Another advantage Asian culture has in the realm of planning is its tendency to take a much longer view of major issues. For example, Chinese planners don’t just consider the next quarter or the next year, they will look decades – or even generations – into the future, and will plan accordingly. It’s a lesson Western corporate leaders would do well to observe, and perhaps even copy.

Considering the massive modernization most of Asia is undergoing, you can continue to expect an aggressive acquisition stance to be the norm for some time. 

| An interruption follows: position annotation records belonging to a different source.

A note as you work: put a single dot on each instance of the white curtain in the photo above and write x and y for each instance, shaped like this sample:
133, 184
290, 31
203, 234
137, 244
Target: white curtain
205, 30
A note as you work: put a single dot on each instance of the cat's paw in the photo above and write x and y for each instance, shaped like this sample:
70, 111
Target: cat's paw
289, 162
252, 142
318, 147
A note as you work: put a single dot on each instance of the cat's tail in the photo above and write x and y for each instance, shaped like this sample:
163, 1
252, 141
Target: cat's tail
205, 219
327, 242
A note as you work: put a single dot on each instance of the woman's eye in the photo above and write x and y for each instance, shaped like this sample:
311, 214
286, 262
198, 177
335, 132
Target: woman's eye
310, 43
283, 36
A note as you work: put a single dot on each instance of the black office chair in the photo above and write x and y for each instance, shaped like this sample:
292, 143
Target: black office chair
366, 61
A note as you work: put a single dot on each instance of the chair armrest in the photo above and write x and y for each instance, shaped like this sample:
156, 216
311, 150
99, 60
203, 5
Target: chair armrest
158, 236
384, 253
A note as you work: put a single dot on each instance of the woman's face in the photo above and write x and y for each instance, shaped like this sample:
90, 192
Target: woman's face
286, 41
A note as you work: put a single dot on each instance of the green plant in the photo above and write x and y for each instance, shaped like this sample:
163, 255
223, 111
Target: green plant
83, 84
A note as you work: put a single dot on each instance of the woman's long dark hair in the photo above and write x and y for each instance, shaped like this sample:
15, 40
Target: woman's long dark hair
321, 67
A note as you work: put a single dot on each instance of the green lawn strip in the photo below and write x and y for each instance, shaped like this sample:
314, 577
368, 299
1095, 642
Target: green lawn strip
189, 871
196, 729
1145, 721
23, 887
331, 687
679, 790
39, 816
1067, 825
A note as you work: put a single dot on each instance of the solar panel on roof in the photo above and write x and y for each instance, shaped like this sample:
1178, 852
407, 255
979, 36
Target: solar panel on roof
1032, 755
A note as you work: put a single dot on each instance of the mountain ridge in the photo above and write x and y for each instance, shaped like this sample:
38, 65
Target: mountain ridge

After years of developing nations accumulating western fiat currencies through exports, we’re now witnessing a massive generational transfer of wealth from West to East.

Obama’s Flip Flop

This is sure to remain a hot issue.  But I believe that President Obama’s approach may well be an excuse to favor homegrown U.S. businesses with a less obvious “Buy American” policy.  Here’s what I mean.

I find it particularly interesting that President Obama recently did a complete 180-degree turnabout on his energy policy by opening parts of the Atlantic Ocean and Gulf of Mexico to oil drilling.

Money Morning Chief Investment Strategist Keith Fitz-Gerald attributes the change to an administration realization that a weakening greenback makes it difficult for America to accumulate oil assets outside U.S. borders. I think Fitz-Gerald is right.

So in one fell swoop, the new president can address multiple issues with this single move.  U.S. oil producers must be ecstatic to now be able to explore, at home, over vast areas, and using current technologies.  The lure of some attractive discoveries is strong.  At the same time, the president can now say that he’s dealing with the issue of energy security, since anything newly discovered will be located inside U.S. borders.

More importantly, though, President Obama’s cap-and-trade scheme may be nothing more than an insidious trap for foreign-energy producers, and an effortless windfall for American producers and distributors.  Under such a system, one can imagine a scenario where oil exporters would be required to have a quota allowance to sell into the U.S. market to “comply with environmental laws,” where quota could only be bought from an American concern.  And voilà, a large chunk of the profits end up at home here in the United States, while the exporter’s margins run thin.

It’s true that developing new technologies to produce oil from oil sands more cleanly would counter some of this problem, but that takes years of research and serious funding.  Meanwhile it’s a pretty safe bet even more of those assets will continue to migrate into Asian hands.